Some aspects of life are righteously considered sacrosanct. Few compare to the innate and universal treasure humans refer to as "free will". God (aka Morgan Freeman) in the comedy film "Bruce Almighty" made this point to the selfish character of Bruce (Jim Carrey) with wit and flair. Wise parents understand the necessity of negating much of the young child's individual wishes in favor of imposed absolutes such as, "You can't go outside without your shoes on," or "You must wait to cross the street," and "It is bed time, NOW." On a doctrinal theme, a seemingly opposite value is appreciated as we are encouraged to trust that personal freedoms actually blossom once we give our will to that of the Father. There is, however, a disturbing manipulation of this concept in the animal kingdom.
Normally I wouldn't mind to learn that a cockroach was dispatched. Good riddance. Heck, I've facilitated that trip myself many times; individually and en masse. The end was accomplished pretty quickly; a little broom, a little shoe, a little chemical bomb - ta-dah! The deed was done. Now I have learned more than I wanted to about the Jeweled Wasp and her intensely diabolical method of "feathering the nest". 1
Of course one anticipates violence when survival of the species depends upon the flesh of another. Parasitic methods - the whole victim plays hapless host thing is fairly common in nature, and that doesn't trigger too much of my gag-reflex (as long as I am not the host, thank you). But when the host is surgically altered to willingly follow Mrs. Jewel to his very grisly and time-consuming death - that is a different matter.
The altering of the cockroach's free will is effected by a surgically precise sting to what basically is the cerebral cortex of the cockroach brain (apologies to entomologists; it's not really a brain, it's just cerebral ganglia). The stinger actually has probing sensors that guide the wasp to the correct spot. They that know call this area of the ganglia the "escape reflex". The venom instantly acts to subvert the roach's ability to walk on its own. Did you catch that? He is not paralyzed. He can move - but only as the wasp directs - or literally, leads him by the antennae like Fido on a leash. This effect has been coined "zombie". 2 The destination of course is the wasp's burrow. Once cockroach is comfy inside, she lays her egg on his abdomen and tidies up by sealing the entrance as she leaves. Though, I'm not sure why because the houseguest is not going anywhere - ever again.

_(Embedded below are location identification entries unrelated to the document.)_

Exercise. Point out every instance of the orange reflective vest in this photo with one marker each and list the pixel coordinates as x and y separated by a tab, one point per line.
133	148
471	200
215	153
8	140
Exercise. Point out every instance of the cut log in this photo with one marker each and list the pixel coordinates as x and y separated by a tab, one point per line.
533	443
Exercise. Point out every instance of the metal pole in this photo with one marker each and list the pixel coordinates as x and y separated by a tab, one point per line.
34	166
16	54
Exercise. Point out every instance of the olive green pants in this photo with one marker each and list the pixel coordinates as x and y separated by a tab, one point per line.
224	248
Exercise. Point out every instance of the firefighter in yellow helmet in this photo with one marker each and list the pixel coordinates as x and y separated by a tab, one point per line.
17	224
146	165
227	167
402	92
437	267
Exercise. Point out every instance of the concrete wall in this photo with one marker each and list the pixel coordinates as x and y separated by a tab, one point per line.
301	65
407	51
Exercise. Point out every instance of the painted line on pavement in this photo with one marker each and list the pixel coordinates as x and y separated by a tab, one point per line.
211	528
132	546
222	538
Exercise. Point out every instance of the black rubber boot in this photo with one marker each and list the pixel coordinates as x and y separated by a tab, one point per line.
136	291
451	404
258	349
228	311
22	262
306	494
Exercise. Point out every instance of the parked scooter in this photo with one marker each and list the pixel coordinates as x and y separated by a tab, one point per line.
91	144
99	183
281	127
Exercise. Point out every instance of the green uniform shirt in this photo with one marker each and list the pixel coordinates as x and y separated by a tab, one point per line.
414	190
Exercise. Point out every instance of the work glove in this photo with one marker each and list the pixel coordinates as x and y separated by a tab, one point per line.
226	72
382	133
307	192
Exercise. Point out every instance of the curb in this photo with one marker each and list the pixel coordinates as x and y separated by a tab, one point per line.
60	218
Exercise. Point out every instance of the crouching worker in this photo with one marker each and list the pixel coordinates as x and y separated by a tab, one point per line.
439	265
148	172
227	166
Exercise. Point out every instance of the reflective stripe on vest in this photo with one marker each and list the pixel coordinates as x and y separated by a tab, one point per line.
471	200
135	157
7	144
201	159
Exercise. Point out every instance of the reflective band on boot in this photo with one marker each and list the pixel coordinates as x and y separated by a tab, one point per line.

The resultant evolution of the egg to larva to pupae to emerging adult is as usual. But in true Hitchcock finesse, baby knows exactly which organs to feast upon and in which order of consumption to insure a living, fresh host and not a putrefying one until week's end, it may emerge Alien-like out of the body of the expiring roach. Sigourney Weaver herself could not combat this.
The inviolate treasure of our free will to think for ourselves, to act, to be ~ is in and of itself a much more complex issue than we often give it credit for. Especially so when burdened with our own desires for how others should act. No matter how fervently we believe our choice for someone else is correct or worthy and even lofty - it is by divine decree that we may not rob another of their right to exercise the singular gift that makes us all most like our eternal birthright; even when we ourselves are temporarily imposed upon. It may be disappointing, it may be literally heart-breaking, but it is. Hence, the upward struggle to really, deeply trust in Him.
How then, the lowly cockroach? While the she-wasp is on the hunt, he is without protection from her theft of his freedom to choose if he is not wary.
Elevated from the insect world, we are thankfully destined for much greater things as children of God. We are free to navigate ourselves safely through every crisis or experience that might attempt to diminish or dismiss our True Identity. 3 We must not give in. We must never give up. To do so would in essence enable the venom of worldly distortion to rob us of our ability to move on our own.
The treasure is after all, not in pounding our chest to say it is so ~ rather, it is in who are becoming in the journey.